All these data bring a valuable rational to consider the vaccination using C. acnes CAMP factor as a promising target for acne immunotherapy. As C. acnes phylotype IA1 is widely known to be associated with acne, in parallel, higher expression of CAMP2 was detected in phylotype IA compared with other phylotypes, CAMP2 seems to be the best eligible and the most effective virulence factor to be targeted by the vaccine strategy.

It has been suggested that as CAMP2 is expressed by all other strains, it also might be important for the normal existence of the commensals that vaccination targeting CAMP2 may also affect C. acnes strains involved in the skin homeostasis and could induce colonization by pathogenic agents. Consequently, the ideal vaccination targets should be highly specific to avoid unwanted side effects due to the elimination of the needed bacteria. Although it is currently admitted that C. acnes phylotype IA1 is highly associated with acne, recently our group demonstrated that acne severity would rather be dependent on the basal level of active innate immunity in patients prone to severe acne [36, 89]. Moreover, recent studies reported that severe acne was associated with an important C. acnes phylotype diversity loss and that this diversity loss was capable of inducing a cutaneous inflammatory response [37, 122]. Considering these data, it may be more suitable and relevant to target secreted virulence factors than focusing on vaccination strategy aiming to eradicate C. acnes or targeting a surface antigen. The specific inhibition of secreted virulence factors should limit the risk of unwanted targeting of nonpathogenic bacteria and overcome a possible selection of resistant bacteria [116].

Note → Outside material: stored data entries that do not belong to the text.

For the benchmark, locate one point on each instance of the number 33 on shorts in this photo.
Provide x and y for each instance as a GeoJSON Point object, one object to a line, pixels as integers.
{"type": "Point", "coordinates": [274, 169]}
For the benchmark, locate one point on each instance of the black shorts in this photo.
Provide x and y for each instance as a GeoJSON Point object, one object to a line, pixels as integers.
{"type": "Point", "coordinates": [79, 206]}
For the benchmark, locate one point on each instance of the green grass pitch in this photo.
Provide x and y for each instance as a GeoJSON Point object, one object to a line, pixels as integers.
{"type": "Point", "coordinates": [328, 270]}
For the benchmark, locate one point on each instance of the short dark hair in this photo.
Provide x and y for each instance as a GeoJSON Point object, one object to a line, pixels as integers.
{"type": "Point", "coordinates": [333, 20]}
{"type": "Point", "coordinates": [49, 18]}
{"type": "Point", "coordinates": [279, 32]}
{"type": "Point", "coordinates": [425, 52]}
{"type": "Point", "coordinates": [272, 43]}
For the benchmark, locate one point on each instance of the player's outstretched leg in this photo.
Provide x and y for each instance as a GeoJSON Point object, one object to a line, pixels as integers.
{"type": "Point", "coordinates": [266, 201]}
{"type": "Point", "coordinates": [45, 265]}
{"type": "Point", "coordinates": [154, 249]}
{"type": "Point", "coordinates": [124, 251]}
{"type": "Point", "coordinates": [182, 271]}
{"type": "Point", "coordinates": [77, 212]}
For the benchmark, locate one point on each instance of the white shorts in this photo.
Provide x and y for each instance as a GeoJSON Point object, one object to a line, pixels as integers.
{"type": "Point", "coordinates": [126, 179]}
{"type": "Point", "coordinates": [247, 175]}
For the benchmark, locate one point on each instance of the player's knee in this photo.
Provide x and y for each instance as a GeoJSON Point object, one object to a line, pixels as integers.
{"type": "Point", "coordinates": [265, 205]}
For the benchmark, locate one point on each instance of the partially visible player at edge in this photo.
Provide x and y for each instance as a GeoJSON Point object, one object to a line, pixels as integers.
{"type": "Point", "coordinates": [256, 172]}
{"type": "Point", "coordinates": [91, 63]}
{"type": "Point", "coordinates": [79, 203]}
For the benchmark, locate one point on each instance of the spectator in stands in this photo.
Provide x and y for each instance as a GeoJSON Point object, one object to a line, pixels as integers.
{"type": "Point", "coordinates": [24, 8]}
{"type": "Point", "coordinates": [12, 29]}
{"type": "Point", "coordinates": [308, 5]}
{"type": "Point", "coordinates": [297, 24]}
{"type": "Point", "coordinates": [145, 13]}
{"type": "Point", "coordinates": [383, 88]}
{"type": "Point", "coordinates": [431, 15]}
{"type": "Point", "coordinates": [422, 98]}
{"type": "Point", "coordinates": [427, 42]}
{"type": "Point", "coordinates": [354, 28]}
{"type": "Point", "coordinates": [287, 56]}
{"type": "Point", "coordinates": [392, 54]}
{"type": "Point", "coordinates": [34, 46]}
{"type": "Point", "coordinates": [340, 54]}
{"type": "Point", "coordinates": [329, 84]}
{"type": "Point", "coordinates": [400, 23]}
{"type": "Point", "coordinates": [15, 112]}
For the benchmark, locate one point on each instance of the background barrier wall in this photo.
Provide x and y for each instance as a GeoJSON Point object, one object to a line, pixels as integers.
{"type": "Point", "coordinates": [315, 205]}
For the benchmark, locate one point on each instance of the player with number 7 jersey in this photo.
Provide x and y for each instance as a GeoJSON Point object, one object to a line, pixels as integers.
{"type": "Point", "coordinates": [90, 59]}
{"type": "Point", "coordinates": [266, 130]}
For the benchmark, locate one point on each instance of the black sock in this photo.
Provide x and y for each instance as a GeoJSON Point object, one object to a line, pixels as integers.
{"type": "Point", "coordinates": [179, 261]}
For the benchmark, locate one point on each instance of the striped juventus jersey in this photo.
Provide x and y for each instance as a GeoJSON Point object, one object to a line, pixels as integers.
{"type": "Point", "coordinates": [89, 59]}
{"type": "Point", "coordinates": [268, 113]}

Although CAMP2 vaccination approach seems to be attractive, complementary studies are needed to investigate the effects of such vaccination on the microbiota and also to demonstrate that such approach will not induce bacterial dysbiosis, leading to cutaneous pathologies.

Conclusion

In the last 3 years, a lot of new data have been associated with C. acnes deeply changing the pathophysiology of acne. First, it changed the name from P. acnes to C. acnes. Its role as commensal bacteria is more and more well-known. In addition, at the same time, its role in the pathophysiology of acne has also evolved. C. acnes is now well recognized as able to produce numerous virulence factors and thus to be one of the most pro-inflammatory bacteria of the skin. Moreover, the six main different phylotypes of C. acnes are able to activate differently the innate immunity which continually interacts with C. acnes through cytokines, antimicrobial peptides and specific receptors expressed by keratinocytes and other skin cells (TLR, PAR). Until recently, the severity of inflammatory lesions in acne was considered directly related to the proliferation of the bacteria. But now, the inflammation is considered in link with the severity of the dysbiosis of the microbiome with a diversity loss of the phylotypes of C. acnes combined with the overrepresentation of the phylotype IA1. At the therapeutic level, the consequences are crucial as the objective of innovative treatments is not to eradicate C. acnes but to rebalance the microbiome to make it as close as possible of the microbiome of a normal skin. Consequently, new approaches with vaccines, antimicrobial peptides, probiotics, and phage therapy are developed in acne.